Getting Ready For Spring Vegetable Gardening

There is something exciting about the warming days of spring. The earth is waking up from its winter slumber and home owners are busy bustling about in anticipation of spring vegetable gardening. If you are like most gardeners, you spend the cold and snowy winter days dreaming of spring vegetable gardening and thinking about just what you will plant. Follow these tips to get your spring vegetable gardening off to a great start.

Start Your Spring Vegetable Gardening In The Fall

Spring vegetable gardening actually begins in the fall. Plan for the following year by pulling out all of your plants after you are finished bringing in the harvest. When you let you spent plants winter in your garden you create a breeding ground for insects that can hurt your next year’s crop.

The fall is also a great time to work on compost for spring. Add the fall leaves that you rake to your compost pile and mix it with grass from the last time of the season you mow your lawn. If you don’t have a compost pile, you can still turn your leaves into soil gold. Simply rake a large pile of leaves into a black, plastic lawn bag. Add a handful or two of 10-10-10 fertilizer and leave the bag in a place it will receive sun. In a few short months, you should have a nice bag of compost to till into your spring garden.

Work On Your Spring Vegetable Gardening All Winter

You can save a lot of money and get a jump on your spring vegetable gardening by starting seeds inside during the winter. You can usually buy one package of seeds for the same amount of money, or often less, than you would pay for one pony pack of transplants at a garden center. Another bonus in seed starting is that your plants are healthy and ready to go into the garden long before your local nursery is carrying seedlings. When you get a head start on spring planting, you get a head start on the harvest.
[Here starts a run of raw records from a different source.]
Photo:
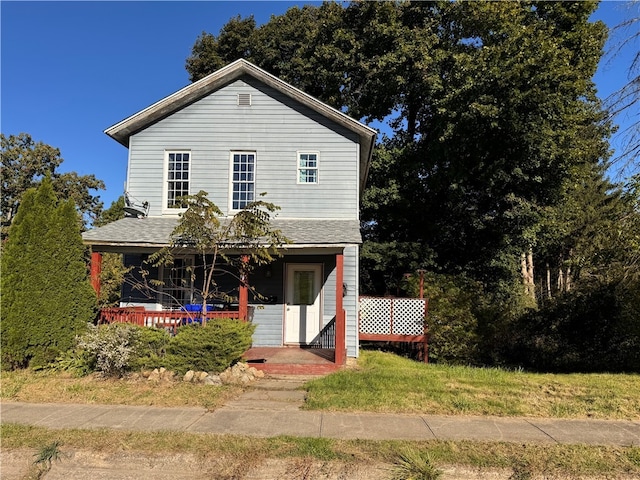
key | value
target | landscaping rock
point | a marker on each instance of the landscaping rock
(212, 380)
(240, 374)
Simply plant seeds in peat pots and keep them warm by placing them on a seed mat or under a grow light. You can nurture your seedling indoor garden all winter until it is time to plant them in the spring. Just make sure that you harden the plants by letting them spend a few hours outside each day come warm weather. If you don’t harden your plants in the spring, they will go into shock when you transplant them in the garden.